Keeping bones healthy

There are several ways to keep your bones strong and healthy with simple lifestyle changes.

Find out more about looking after your bones.

Treatment for osteoporosis

Osteoporosis cannot be cured, but treatments are available to try to stop the bones getting any weaker and to make them less likely to fracture.

Osteoporosis in people who have had breast cancer is most commonly treated with a group of drugs called bisphosphonates. Bisphosphonates help strengthen your bones and reduce your risk of fractures. Bisphosphonates may also be prescribed to protect your bones if you’re taking an aromatase inhibitor (exemestane, letrozole or anastrozole).

Denosumab is a drug that may be recommended to prevent fractures. It is given as an injection twice a year and slows the process of bone loss in osteoporosis. It’s a treatment for post-menopausal women who are unable to take certain bisphosphonates and who have particular risk factors for fracture.

You should see your dentist for a check-up before starting treatment and tell them that you are being treated with bisphosphonates or denosumab, particularly if you’re due to have any dental work. 

Strontium ranelate is another drug that may occasionally be used to treat severe osteoporosis in post-menopausal women.
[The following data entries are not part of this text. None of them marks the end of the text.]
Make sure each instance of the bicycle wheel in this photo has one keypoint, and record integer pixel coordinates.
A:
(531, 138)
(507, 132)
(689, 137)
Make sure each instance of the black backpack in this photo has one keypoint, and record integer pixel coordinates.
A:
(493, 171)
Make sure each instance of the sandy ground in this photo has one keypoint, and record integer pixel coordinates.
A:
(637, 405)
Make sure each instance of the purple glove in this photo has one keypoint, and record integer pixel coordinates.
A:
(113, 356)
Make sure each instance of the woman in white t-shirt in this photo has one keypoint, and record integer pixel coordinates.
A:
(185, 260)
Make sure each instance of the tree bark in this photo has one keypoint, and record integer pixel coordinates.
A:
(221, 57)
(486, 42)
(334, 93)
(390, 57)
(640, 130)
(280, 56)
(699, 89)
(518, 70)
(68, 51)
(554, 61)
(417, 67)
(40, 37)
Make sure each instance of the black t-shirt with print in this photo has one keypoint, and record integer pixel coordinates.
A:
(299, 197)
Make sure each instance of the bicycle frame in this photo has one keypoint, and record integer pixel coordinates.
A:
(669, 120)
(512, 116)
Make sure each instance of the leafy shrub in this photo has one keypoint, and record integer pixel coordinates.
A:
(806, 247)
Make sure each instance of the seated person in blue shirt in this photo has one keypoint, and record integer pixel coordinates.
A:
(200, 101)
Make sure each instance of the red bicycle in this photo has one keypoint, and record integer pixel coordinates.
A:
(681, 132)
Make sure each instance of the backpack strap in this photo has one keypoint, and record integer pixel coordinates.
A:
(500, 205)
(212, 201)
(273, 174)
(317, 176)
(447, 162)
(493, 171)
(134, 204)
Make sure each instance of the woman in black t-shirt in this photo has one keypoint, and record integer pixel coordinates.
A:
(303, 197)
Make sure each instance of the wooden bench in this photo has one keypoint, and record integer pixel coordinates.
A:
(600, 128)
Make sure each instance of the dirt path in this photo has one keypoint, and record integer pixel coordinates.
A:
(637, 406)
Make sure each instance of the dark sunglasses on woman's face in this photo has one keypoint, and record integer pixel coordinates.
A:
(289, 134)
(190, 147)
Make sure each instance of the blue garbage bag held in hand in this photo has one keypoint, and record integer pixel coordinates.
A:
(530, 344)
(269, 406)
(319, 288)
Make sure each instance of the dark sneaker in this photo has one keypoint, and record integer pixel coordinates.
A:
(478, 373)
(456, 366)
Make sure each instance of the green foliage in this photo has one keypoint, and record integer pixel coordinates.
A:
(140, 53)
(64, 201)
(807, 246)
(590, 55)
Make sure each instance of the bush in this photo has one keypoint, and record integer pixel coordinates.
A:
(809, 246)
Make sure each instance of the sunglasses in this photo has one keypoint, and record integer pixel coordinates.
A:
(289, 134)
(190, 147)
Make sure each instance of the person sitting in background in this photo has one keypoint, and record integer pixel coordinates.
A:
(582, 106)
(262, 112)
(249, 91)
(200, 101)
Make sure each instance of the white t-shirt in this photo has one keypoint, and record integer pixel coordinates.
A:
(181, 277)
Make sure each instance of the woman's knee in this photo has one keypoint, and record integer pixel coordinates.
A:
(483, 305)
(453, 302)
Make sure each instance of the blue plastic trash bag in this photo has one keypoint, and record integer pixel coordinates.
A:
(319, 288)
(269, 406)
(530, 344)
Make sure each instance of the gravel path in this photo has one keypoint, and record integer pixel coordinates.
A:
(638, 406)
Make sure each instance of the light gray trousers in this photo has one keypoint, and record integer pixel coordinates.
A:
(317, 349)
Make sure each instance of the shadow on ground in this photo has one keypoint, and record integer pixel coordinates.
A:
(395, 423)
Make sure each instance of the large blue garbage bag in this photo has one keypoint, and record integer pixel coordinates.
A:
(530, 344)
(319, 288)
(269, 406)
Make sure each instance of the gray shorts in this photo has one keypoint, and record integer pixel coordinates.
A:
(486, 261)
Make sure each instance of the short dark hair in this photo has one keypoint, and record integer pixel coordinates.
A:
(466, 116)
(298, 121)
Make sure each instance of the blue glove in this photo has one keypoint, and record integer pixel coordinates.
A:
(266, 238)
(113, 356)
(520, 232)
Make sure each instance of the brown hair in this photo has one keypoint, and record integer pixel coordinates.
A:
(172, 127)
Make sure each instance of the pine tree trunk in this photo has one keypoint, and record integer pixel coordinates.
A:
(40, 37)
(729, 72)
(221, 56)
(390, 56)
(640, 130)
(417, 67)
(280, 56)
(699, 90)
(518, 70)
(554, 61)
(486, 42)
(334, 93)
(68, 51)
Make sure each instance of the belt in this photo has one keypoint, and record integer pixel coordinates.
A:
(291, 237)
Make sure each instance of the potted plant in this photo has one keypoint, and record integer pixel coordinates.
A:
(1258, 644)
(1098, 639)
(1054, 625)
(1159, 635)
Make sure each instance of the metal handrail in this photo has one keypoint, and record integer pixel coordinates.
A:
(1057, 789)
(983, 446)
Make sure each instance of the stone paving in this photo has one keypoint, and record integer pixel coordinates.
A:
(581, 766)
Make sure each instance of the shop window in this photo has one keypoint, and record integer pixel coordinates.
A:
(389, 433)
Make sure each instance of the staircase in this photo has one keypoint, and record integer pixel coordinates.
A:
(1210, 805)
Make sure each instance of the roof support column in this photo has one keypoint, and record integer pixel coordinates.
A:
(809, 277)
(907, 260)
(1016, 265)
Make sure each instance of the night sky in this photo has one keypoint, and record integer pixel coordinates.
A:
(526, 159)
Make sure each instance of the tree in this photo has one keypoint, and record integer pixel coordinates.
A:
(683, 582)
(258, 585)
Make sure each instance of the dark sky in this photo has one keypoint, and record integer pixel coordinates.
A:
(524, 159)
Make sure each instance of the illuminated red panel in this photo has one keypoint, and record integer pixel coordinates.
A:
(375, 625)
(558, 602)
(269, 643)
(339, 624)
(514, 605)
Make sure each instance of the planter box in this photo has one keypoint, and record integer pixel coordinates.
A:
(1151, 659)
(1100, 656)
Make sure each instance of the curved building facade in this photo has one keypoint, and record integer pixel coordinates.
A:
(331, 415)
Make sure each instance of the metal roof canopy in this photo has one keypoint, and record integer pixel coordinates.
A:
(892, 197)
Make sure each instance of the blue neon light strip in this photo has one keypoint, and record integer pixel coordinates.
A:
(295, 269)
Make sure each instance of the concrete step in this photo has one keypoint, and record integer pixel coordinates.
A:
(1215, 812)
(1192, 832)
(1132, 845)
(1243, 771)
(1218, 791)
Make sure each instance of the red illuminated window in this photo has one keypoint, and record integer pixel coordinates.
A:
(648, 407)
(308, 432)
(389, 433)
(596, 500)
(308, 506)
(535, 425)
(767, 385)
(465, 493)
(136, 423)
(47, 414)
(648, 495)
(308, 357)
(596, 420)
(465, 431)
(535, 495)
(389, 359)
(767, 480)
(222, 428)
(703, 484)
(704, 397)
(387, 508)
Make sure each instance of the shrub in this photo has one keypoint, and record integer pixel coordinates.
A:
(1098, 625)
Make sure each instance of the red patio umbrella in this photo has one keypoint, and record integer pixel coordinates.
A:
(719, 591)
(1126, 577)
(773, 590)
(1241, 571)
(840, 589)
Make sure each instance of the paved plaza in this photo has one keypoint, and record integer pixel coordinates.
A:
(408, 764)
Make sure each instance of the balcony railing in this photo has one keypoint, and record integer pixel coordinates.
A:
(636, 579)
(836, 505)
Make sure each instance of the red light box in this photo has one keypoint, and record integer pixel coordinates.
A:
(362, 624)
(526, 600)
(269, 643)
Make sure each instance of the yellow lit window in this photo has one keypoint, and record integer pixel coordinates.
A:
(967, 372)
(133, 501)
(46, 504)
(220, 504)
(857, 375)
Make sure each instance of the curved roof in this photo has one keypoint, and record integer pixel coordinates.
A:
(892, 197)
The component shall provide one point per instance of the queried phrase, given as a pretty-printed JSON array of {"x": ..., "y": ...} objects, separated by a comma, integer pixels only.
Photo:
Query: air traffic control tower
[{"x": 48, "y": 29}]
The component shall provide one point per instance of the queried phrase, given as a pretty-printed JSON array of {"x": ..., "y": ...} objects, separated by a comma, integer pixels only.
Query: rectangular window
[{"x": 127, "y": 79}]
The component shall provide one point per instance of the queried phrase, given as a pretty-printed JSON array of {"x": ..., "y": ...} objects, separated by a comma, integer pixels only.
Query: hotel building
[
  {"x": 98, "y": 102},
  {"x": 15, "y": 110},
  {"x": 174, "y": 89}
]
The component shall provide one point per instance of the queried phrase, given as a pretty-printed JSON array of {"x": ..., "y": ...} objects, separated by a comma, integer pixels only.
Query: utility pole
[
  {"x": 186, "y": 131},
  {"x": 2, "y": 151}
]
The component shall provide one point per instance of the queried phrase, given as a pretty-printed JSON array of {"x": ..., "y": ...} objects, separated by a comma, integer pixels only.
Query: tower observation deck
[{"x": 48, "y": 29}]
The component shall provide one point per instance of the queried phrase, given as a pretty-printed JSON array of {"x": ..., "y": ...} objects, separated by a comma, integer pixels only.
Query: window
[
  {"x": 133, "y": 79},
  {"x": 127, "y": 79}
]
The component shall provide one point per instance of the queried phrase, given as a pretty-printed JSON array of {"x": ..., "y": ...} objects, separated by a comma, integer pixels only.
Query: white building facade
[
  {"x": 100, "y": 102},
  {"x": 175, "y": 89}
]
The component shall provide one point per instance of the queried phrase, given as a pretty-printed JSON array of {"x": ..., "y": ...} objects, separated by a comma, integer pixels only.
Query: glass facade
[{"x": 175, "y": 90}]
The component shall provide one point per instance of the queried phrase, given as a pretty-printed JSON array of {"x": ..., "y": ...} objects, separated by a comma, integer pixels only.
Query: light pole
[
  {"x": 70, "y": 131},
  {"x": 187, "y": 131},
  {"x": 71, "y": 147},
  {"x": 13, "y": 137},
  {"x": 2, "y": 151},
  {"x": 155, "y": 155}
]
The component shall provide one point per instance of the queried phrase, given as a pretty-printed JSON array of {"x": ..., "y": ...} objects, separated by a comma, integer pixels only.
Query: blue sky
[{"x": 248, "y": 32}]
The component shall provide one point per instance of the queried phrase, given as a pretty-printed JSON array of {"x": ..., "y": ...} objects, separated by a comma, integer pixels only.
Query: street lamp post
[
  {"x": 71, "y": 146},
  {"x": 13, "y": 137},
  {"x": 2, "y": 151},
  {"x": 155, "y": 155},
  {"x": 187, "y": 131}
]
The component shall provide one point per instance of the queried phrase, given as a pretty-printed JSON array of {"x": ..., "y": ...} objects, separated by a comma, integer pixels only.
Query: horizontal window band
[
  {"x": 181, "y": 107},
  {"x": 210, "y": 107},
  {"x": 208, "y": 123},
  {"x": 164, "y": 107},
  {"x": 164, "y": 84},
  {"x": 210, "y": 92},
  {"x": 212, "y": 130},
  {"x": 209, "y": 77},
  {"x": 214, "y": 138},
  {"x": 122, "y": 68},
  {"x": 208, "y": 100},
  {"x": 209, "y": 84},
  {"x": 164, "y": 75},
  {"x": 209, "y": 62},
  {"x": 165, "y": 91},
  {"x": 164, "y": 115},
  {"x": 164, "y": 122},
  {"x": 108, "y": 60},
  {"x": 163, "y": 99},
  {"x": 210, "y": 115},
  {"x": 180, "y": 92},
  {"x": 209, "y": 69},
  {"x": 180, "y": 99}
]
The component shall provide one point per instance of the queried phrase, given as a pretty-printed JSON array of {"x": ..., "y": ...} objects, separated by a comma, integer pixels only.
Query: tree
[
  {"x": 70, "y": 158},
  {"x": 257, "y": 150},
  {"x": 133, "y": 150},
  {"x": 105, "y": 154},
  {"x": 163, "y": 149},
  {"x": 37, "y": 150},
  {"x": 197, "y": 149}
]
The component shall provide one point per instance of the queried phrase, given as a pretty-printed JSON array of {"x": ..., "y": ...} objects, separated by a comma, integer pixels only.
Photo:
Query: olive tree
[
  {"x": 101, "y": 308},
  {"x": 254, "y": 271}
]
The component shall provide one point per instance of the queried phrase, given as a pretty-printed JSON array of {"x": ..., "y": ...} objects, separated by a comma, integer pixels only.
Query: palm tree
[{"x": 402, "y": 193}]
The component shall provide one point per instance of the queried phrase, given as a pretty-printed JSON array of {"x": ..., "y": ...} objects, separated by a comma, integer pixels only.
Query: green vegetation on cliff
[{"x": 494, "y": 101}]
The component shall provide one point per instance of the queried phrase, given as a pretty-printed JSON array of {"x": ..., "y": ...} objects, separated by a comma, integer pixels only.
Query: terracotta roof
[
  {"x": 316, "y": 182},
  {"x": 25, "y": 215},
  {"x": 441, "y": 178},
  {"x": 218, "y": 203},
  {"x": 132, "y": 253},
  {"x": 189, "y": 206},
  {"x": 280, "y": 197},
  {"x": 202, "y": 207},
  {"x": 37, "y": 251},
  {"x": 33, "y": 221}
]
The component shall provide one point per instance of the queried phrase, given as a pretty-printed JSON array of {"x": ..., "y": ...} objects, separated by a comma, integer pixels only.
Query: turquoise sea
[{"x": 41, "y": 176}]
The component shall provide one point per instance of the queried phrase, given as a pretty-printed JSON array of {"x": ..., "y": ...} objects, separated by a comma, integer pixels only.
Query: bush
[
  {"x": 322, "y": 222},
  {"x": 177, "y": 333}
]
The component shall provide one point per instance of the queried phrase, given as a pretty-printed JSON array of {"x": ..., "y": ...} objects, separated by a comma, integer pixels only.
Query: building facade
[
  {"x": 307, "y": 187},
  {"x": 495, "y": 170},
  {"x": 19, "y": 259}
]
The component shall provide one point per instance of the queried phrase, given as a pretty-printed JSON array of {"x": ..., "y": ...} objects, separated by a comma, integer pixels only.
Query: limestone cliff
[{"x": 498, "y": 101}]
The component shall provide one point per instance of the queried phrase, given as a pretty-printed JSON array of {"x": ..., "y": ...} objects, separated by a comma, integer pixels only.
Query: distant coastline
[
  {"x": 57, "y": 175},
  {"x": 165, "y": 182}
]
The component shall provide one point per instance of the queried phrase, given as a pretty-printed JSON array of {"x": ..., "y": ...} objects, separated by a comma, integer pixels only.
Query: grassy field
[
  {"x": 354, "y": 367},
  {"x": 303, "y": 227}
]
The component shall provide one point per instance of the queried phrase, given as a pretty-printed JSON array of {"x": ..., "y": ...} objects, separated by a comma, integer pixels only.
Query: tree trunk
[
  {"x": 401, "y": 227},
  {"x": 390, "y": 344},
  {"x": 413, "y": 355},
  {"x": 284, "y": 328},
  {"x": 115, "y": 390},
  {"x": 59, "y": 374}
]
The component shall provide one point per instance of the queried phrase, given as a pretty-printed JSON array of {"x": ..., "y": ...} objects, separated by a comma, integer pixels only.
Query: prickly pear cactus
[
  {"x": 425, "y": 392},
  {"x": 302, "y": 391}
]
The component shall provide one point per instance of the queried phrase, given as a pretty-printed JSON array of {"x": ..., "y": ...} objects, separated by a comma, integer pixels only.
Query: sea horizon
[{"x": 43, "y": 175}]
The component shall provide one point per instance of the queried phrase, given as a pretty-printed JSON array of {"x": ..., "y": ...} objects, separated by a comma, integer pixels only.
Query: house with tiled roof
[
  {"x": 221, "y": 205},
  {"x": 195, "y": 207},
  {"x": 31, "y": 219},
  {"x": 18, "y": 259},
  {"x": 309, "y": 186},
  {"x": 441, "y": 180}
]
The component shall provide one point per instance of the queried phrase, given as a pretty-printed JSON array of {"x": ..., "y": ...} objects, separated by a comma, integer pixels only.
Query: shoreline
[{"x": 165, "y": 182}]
It is taken as granules dissolved in water. Like denosumab, it can only be prescribed in certain circumstances, such as in people who are at high risk of fracture.

If you are found to have osteoporosis, you will be advised about appropriate drug treatment and its possible side effects. You will also be given guidance on any changes to your diet or lifestyle that may be helpful.

The National Osteoporosis Society has more information on these drugs on its website.

Bisphosphonates and denosumab are also used to treat breast cancer that has spread to the bones (secondary breast cancer in the bone). This is not the same as having osteoporosis.